The GMR Infrastructure board on Wednesday approved a proposal to issue up to 180 million warrants, entitling up to 18 million shares, under preferential allotment to promoters.
The price will be Rs 30 to Rs 34 a share, the same as in the qualified institutional placement (QIP) GMR launched on Wednesday after market hours. GMR said it hoped to raise Rs 1,200 crore through the QIP route, mainly to strengthen its net worth (debt is Rs 40,000 crore). It will channel a part of the proceeds to a 1,370-Megawatt (Mw) coal power plant it is setting up in Chhattisgarh.
"We have opened the QIP issue for GMR Infrastructure with a minimum size of $200 million and we are getting a good response," a GMR spokesperson said. The company added based on the Securities and Exchange Board of India formula, it had fixed a floor price of Rs 33.14 a share for the QIP and would consider offering a discount of not more than five per cent on the floor price.
Depending on the response, GMR might expand the size of issue.
Based on Wednesday's market capitalisation of Rs 13,175 crore, institutional investors may get a little less than 10 per cent stake, while the promoters may increase their stake by five per cent, against their current holding of about 70 per cent.
To rein in its debt, the company, which straddles infrastructure development across power stations, airports and highways, has been active in the market in the last financial year. In 2013-14, it had released equity of Rs 5,000 crore by shedding various assets.

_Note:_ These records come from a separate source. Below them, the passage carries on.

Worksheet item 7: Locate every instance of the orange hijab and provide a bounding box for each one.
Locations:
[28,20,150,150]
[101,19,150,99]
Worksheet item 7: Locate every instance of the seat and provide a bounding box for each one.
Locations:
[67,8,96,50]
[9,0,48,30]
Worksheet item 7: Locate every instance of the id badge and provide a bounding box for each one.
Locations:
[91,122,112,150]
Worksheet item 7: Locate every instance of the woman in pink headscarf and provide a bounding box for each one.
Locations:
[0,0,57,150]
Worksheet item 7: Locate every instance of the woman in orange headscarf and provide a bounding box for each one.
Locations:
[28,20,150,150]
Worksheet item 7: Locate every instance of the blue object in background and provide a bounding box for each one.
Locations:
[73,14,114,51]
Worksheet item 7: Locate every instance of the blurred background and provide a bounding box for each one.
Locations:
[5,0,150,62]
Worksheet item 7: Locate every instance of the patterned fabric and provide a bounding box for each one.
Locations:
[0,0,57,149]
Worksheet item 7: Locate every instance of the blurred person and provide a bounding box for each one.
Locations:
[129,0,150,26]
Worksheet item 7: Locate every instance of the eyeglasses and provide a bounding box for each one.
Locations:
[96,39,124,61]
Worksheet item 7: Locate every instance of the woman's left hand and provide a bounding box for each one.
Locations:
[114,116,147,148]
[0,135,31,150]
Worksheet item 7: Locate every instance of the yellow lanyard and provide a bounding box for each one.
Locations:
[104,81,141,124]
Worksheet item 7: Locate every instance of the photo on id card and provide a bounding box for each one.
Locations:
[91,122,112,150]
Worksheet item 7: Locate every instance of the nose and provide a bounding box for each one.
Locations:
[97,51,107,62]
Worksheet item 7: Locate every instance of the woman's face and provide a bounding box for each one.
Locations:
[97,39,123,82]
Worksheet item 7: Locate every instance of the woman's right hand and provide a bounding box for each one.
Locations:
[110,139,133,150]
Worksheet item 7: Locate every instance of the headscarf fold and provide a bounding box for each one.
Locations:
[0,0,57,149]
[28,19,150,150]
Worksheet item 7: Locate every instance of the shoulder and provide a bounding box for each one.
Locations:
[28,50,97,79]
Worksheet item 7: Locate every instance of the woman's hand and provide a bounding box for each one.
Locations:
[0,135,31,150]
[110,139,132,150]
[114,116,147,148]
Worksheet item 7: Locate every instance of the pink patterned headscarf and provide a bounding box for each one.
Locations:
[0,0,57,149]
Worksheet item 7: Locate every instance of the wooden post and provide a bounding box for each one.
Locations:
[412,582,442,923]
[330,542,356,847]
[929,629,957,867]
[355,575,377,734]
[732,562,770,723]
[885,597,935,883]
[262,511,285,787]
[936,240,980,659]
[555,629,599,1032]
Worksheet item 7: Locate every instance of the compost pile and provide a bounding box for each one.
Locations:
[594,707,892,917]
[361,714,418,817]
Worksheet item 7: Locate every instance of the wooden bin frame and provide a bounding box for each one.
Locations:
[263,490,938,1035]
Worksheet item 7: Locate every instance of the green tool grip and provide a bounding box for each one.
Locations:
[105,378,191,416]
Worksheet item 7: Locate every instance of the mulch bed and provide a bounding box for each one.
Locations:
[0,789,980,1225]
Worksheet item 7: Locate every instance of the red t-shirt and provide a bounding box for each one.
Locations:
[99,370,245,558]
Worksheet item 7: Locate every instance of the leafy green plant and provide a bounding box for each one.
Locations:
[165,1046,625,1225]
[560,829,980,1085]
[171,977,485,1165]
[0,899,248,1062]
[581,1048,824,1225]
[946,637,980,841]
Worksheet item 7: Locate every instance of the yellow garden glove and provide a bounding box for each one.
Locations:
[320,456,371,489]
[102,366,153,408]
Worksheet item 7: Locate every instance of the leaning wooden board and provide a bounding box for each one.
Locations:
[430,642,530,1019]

According to information available, the company is planning a public offer of its power and airports businesses, mainly to give an exit to its private equity investors. Senior management officials of GMR indicated Rs 2,500 crore could be raised through these issues. Even as the company is considering these options, it is exploring monetising its two coal power plants by roping in investors or offloading majority stakes. "We have all the options open before us and depending on the offer we will take a call on how to derive value in our assets," said a management official.